12. After about 8 hours, the underside is still quite moist. Gently turn the lamp upside down and leave to dry. Air dry clay should be left to dry for at least 24 hours.
13. For a simpler lamp, take a ball of clay (about 1/4 cup) and shape it into an oval. Use your thumb to create an off-centre bowl. On the thicker side, form a very basic tail shape and curve it to make a handle.
14. Opposite the tail, form the mouth portion, using a damp pencil to make the wick holder. Smooth the clay all over, then use the pencil point to make a shallow hole for a simple eye.
15. Draw on side fins.
16. Draw tail fin details.
Set aside to dry.
17. Here are both lamps after at least 24 hours of drying time.

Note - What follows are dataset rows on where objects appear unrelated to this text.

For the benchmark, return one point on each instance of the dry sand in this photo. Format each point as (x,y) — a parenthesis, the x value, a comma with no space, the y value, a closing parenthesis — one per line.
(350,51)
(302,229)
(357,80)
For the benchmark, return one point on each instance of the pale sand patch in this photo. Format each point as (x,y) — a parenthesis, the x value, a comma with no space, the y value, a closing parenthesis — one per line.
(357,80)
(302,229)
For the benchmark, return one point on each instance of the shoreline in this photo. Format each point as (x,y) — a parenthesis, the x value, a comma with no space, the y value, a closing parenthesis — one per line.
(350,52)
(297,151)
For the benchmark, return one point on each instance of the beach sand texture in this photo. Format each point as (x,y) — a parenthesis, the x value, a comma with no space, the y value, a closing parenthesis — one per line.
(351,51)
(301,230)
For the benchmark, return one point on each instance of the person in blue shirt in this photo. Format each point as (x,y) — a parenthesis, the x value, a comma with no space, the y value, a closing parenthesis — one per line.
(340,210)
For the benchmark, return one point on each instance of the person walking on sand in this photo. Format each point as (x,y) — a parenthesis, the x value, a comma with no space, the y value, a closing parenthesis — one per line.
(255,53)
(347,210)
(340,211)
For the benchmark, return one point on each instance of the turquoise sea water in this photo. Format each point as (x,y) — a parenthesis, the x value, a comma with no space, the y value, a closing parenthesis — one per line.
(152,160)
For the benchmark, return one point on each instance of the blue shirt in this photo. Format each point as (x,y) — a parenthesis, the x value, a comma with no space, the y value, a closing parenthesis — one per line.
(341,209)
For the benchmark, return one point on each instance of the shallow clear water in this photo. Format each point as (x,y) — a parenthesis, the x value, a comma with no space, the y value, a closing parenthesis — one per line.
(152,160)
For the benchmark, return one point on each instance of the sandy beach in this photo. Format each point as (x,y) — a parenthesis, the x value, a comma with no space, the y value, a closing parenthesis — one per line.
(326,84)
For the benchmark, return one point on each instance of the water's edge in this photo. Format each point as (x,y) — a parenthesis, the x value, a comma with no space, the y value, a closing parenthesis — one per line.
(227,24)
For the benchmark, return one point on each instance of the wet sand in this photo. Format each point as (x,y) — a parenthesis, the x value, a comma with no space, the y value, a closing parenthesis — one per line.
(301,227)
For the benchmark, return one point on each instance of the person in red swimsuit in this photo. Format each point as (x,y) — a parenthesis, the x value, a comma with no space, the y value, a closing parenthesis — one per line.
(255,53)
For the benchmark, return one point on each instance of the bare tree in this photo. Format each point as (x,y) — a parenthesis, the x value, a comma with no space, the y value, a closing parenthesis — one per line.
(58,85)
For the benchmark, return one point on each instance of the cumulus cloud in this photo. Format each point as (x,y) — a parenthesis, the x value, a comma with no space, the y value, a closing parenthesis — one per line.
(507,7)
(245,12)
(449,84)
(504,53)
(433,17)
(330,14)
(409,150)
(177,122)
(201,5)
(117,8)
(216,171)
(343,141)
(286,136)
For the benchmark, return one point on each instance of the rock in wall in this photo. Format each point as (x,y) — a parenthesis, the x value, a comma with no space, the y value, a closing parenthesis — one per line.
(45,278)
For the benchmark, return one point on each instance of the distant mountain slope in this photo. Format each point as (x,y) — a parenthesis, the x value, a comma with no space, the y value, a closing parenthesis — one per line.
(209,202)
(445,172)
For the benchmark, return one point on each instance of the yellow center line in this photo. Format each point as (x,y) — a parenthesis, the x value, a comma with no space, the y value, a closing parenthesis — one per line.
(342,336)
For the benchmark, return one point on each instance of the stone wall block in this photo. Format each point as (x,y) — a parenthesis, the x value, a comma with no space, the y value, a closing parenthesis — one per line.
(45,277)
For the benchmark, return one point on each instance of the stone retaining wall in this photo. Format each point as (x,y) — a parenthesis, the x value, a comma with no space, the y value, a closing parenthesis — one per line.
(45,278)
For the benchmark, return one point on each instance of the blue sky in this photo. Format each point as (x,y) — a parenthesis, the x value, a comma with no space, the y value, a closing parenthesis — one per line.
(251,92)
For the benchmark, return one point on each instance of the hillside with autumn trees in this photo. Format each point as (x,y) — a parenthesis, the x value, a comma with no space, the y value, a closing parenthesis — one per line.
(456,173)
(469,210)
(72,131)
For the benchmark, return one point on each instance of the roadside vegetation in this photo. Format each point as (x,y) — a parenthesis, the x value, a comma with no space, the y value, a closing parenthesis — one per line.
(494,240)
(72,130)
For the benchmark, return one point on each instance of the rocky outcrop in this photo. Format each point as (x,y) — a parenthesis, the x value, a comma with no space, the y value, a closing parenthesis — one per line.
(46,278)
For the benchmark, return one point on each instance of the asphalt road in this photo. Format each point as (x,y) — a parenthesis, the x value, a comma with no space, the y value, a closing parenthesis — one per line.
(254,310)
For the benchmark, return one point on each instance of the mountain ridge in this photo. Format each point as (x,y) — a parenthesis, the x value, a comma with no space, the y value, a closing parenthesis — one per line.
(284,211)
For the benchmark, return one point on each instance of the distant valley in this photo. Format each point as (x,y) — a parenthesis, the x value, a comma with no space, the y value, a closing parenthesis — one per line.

The smaller lamp has thicker walls; in this photo, you can see it it needs a bit more drying time.
18. Once completely dry, place a strand of cotton yarn or string for the wick into the bowl, with a small amount resting in the wick holder.
19. Add oilve oil and allow the oil to saturate the wick.
20. Light and enjoy!
What do you think of clay oil lamps?
Larry Rankin from Oklahoma on July 10, 2015:
Very cool project. Can't wait until my girl is old enough to give it a try.
Gale from Texas on June 17, 2014:
Thanks so much for sharing this craft. Your instructions were great! We may use this or something similar some day at our VBS (like you, we like to swap out some of the regular crafts). I'm going to share this on several of my own VBS lenses and am pinning it on pinterest. :-)
Barbara Tremblay Cipak from Toronto, Canada on June 17, 2014:
wow you did a good job putting this together! I'm always in awe of the DIY types here!
AnnaMKB (author) on June 12, 2014:
It's one of those projects that can be as simple or as complex as the maker desires. I deliberately tried to keep it very simple for these. When I get the chance, I want to go to the opposite extreme. :-D
Monica Lobenstein from Western Wisconsin on June 12, 2014:
This is very clever and cute! It looks as if it would take a lot more time and effort to make. I love projects like that since no one else needs to know they're quick and easy.